Sorgenfrei, Michèle. Nanobody-Mediated Detection and Capture of Gram-Negative Pathogens. 2024, University of Zurich, Faculty of Science.

Abstract

Antimicrobial resistance poses a critical threat to global public health with particular concern focused on the ESKAPE pathogens - Enterococcus faecium, Staphylococcus aureus, Klebsiella pneumoniae, Acinetobacter baumannii, Pseudomonas aeruginosa, and Enterobacter species – as well as Escherichia coli (E. coli). These pathogens are increasingly associated with multidrug resistance, including resistance to 3rd and 4th generation cephalosporins and carbapenems. The widespread and inappropriate use of antibiotics is the fundamental driver responsible for the global spread of antimicrobial resistance. Antimicrobial stewardship programs offer effective guidelines to curb antibiotic exposure. An important cornerstone to reduce antibiotic usage is the implementation of rapid diagnostic procedures. Improved diagnostic testing will not only address the root cause of resistance development but will also improve treatment outcome, particularly in critical conditions such as sepsis, where the survival rate declines by nearly 8 % every hour. However, in sepsis the challenge lies in the low number of pathogens in the bloodstream, necessitating pathogen enrichment through blood culturing. Depending on the pathogen, blood culturing lasts between 10 hours up to several days. Following enrichment, species identification and phenotypic antimicrobial susceptibility testing are conducted.

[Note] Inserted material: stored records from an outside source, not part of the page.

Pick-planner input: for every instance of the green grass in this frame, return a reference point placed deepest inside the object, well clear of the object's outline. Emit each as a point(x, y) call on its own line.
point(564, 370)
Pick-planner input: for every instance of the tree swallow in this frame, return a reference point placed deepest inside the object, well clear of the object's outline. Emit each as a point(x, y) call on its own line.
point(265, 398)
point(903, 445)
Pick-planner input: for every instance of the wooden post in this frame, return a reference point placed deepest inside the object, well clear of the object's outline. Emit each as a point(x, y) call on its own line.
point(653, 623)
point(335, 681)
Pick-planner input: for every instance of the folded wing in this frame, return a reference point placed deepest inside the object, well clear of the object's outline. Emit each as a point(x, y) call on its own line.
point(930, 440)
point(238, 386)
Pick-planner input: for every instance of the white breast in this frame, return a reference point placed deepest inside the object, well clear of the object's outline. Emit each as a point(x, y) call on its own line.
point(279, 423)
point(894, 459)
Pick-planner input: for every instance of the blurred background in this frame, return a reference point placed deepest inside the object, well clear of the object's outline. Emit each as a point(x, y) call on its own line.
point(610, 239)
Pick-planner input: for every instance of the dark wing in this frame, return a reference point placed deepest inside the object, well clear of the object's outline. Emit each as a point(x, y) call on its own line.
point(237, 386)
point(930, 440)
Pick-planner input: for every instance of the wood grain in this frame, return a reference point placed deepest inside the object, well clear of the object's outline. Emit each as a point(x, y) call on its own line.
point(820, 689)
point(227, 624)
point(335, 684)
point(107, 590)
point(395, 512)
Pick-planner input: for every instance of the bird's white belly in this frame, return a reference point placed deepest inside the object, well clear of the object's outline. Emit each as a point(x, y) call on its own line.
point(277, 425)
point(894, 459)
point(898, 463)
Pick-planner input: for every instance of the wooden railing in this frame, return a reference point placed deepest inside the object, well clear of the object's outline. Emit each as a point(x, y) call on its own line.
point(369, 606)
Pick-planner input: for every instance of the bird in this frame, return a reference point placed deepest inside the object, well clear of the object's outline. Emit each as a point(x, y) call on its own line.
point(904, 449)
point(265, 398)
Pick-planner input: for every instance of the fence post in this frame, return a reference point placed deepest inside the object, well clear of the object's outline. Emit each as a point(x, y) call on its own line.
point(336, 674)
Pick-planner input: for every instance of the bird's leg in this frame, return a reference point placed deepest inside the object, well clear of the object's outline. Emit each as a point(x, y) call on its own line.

In Chapter 2, we reviewed the current literature for alternative enrichment methods that bypass blood culturing by extracting bacteria from whole blood using diverse capture agents often coupled to magnetic beads. These agents include components of the immune system, phage proteins, aptamers, or antimicrobial peptides. The ability to capture live pathogens allows potential combination with routine downstream analyses and facilitates phenotypic antimicrobial susceptibility testing. Our literature research revealed that some capture agents exhibit broad specificity, making them applicable across a diverse range of pathogens, while others demonstrate high specificity for particular species, enabling targeted detection. Despite promising sensitivity and throughput of several capture molecules, none of them seem to possess the optimal combination of stability, efficiency, sensitivity, and cost-effectiveness. Considering the favorable attributes of nanobodies, including their exceptional stability and small size, they unite all features of an ideal capture molecule.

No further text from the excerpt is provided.